How to Prevent Cramps and Muscle Pain
Prevention is simpler than it may seem. Just follow a few basic rules:
1. Start Gradually
After winter, increase training intensity slowly. Your body needs time to adapt.
2. Don’t Forget Warm-Up and Stretching
A short warm-up before exercise and muscle relaxation afterward significantly reduce the risk of injury and cramps.
3. Stay Hydrated
During physical activity, we lose fluids and minerals through sweating. Even mild dehydration can cause fatigue and muscle problems.
4. Replenish Minerals — Especially Magnesium and Electrolytes
This is one of the most important steps that is often overlooked.

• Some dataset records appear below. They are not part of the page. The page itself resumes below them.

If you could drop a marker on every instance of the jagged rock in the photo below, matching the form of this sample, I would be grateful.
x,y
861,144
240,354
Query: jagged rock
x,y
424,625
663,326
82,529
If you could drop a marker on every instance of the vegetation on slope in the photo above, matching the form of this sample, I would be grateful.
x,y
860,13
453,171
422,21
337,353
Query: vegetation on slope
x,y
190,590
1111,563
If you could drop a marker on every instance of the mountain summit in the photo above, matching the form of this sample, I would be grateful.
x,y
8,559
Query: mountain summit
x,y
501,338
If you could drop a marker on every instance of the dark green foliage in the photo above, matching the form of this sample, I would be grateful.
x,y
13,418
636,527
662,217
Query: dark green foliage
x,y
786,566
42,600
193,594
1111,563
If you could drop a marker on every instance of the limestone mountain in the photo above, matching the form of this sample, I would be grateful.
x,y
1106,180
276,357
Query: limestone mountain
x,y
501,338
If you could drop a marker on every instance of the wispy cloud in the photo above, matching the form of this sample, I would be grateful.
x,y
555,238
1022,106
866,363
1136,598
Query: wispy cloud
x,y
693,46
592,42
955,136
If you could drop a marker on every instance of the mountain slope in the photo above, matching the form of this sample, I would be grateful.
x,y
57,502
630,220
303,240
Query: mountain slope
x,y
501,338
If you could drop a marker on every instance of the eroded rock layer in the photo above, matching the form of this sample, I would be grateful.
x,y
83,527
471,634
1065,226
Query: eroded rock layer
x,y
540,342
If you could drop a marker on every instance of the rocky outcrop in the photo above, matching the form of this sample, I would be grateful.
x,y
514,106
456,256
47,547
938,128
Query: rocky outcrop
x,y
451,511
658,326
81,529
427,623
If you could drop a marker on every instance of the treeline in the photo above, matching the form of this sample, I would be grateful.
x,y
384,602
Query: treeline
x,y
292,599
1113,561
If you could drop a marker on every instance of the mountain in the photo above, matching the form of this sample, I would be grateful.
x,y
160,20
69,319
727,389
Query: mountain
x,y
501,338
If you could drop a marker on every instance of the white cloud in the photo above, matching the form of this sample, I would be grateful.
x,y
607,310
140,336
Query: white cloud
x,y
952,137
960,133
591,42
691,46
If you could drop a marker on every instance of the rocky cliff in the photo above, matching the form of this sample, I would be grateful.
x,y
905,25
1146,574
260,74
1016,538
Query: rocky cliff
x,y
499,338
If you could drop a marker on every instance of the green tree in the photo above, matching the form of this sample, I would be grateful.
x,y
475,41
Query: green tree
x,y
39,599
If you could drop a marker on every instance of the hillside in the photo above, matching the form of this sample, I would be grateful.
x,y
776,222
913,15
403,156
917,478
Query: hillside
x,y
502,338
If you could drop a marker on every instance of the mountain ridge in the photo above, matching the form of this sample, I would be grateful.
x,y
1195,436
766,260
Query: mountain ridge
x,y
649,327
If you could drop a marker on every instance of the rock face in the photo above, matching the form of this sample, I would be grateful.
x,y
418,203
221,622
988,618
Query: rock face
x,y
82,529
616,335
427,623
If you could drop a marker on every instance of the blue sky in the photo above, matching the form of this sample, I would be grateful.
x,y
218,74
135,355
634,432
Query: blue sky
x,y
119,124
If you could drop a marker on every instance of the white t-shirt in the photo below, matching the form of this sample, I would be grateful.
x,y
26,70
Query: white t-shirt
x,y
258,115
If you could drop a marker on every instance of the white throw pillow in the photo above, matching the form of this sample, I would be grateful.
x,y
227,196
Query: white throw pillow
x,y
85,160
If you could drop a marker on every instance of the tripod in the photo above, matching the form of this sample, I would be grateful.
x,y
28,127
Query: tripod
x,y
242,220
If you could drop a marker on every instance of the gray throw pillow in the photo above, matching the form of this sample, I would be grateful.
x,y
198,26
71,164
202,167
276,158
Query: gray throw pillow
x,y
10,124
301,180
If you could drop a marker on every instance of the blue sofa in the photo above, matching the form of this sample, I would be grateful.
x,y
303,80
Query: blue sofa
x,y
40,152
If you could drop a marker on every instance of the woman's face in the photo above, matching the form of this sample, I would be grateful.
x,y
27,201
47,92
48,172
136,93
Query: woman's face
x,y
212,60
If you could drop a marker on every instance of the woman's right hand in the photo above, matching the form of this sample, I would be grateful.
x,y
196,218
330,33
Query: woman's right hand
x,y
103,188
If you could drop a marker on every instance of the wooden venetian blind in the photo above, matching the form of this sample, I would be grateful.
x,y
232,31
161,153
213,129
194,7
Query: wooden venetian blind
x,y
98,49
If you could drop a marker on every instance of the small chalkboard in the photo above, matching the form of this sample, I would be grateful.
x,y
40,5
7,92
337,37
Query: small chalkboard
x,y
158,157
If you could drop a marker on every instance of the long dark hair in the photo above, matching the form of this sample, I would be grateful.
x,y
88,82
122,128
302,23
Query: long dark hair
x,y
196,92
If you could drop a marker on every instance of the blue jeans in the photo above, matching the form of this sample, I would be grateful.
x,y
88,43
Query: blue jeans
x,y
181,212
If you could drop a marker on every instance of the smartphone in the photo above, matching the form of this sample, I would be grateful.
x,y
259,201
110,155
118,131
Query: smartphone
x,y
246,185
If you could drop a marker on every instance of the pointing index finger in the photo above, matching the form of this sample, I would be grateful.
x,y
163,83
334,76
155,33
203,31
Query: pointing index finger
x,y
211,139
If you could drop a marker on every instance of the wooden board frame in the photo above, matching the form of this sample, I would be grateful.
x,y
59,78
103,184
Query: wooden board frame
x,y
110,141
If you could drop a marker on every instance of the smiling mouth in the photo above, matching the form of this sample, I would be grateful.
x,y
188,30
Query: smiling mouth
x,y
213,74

Why Magnesium Is Essential for Muscles
Magnesium is one of the most important minerals for proper muscle and nerve function. It is involved in more than 300 processes in the body, and its deficiency often manifests as:
- muscle cramps
- fatigue
- muscle stiffness
- reduced performance
- poorer sleep
With regular physical activity, the body's need for magnesium increases because it is lost through sweating.
Types of Magnesium and Their Differences
Not all forms of magnesium are the same. They differ in absorption and effect.
Magnesium Citrate
- highly absorbable form
- suitable for muscle cramps
- fast-acting
Magnesium Bisglycinate
- gentle on the stomach
- suitable for stress and fatigue
- supports recovery and sleep
Magnesium Oxide
- contains a high amount of magnesium but is less absorbable
- less suitable for active athletes
Magnesium Lactate or Malate
- suitable for long-term fatigue
- supports energy production
For active people who run or cycle, magnesium citrate or bisglycinate is most commonly recommended.
Electrolytes: The Quiet Hero of Performance and Recovery
Electrolytes are minerals that help maintain proper fluid balance in the body and ensure correct muscle and nerve function.
The most important ones include:
- sodium
- potassium
- magnesium
- calcium
We lose them through sweating, and if they are not replenished, the following may occur:
- muscle cramps
- weakness
- dizziness
- reduced performance
- slower recovery
Electrolytes are therefore especially beneficial:
- during running
- during cycling
- while hiking
- on warm days
- during prolonged physical activity
Small Changes, Big Difference
Spring is the perfect time to start moving more, improve your fitness, and do something positive for your health. To make movement a source of joy rather than pain, just remember a few simple things:
- increase activity gradually
- drink fluids regularly
- replenish magnesium
- don’t forget electrolytes
- allow your body to recover
Your muscles will thank you — and you will be able to fully enjoy your spring miles on foot or on your bike.